Fourth, the United States is conducting this highly suspicious activity at the same time that it is becoming clear that the Afghan people are suffering immensely. In the White House press release related to the Executive Order, these are the facts outlined to highlight the dire situation on the ground:
Even prior to the events of last August, Afghanistan’s economy was on the brink. Afghanistan faced poverty rates above 50 percent. International donor grants financed about 75 percent of public expenditures and 50 percent of the government’s budget. A two-year long drought had reduced many crops to 40 percent of their usual yields, and Afghanistan had one of the least developed financial systems in the world—with just 10-20% of adults holding bank accounts. Rampant corruption crippled sectors that should have been profitable.
The Taliban’s forced takeover made the already frail economic situation worse. The IMF estimates that Afghanistan faces an economic contraction of 30%, and many of the senior officials and technical experts needed to provide sound economic management have fled the country as a result of the Taliban’s actions.
These problems reflect longstanding, structural issues that predated the events of August 2021 and have worsened due to uncertainty and perceived risk surrounding the Taliban’s capacity to run the economy. This includes its ability to implement anti-money laundering measures and measures to counter the financing of terrorism.
So we know the citizens of Afghanistan are struggling and the current administration has still decided to withhold potential aid, and the property of those citizens, because of political motivations. It is really crazy to think about the nuances of this entire situation.
So why am I writing about this?
The idea of financial censorship is becoming more pervasive. We have the US confiscating Afghan central bank assets. We have the US threatening Russia with removal from the SWIFT payment system depending on what actions Russia pursues in Ukraine. We have the Canadian government pressuring technology companies and financial institutions to confiscate any funds that are being sent to the truckers’ Freedom Convoy protest.
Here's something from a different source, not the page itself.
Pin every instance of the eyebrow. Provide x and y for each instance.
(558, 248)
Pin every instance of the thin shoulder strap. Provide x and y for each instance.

Each of these situations is different, but they are all a form of financial censorship. The more aggressive that governments become with financial censorship, whether towards each other or towards their own citizens, the more popular that bitcoin becomes in the eyes of those on the internet. Every attempt at financial censorship is a marketing campaign for bitcoin.
Bitcoin is censorship-resistant money. No one can prevent you from sending it to anyone else. No one can confiscate it from you without your permission. No one can debase the currency.
Bitcoin is freedom technology. It gives a user, from individuals to organizations to nation states, the freedom to choose how to use the digital currency. You can hold it. You can spend it. You can send it to someone. Whatever you want to do, you’re allowed to do it. No government, company, or individual can impose their views or desires on you.
If the Afghan central bank has sovereignty over their assets, the US couldn’t confiscate them easily. If the Freedom Convoy raised money through a censorship resistant currency, no one could have taken those funds from them.
That is where the world is headed. Sovereignty. Censorship-resistance. Decentralization. Individual rights. Slowly, but surely.
Bitcoin is inevitable. It returns the world back to sound money and to individual sovereignty. Those may seem like crazy ideas on the surface, but we are watching multiple examples play out that prove why it is so important.
Have a great day today. I’ll talk to everyone tomorrow.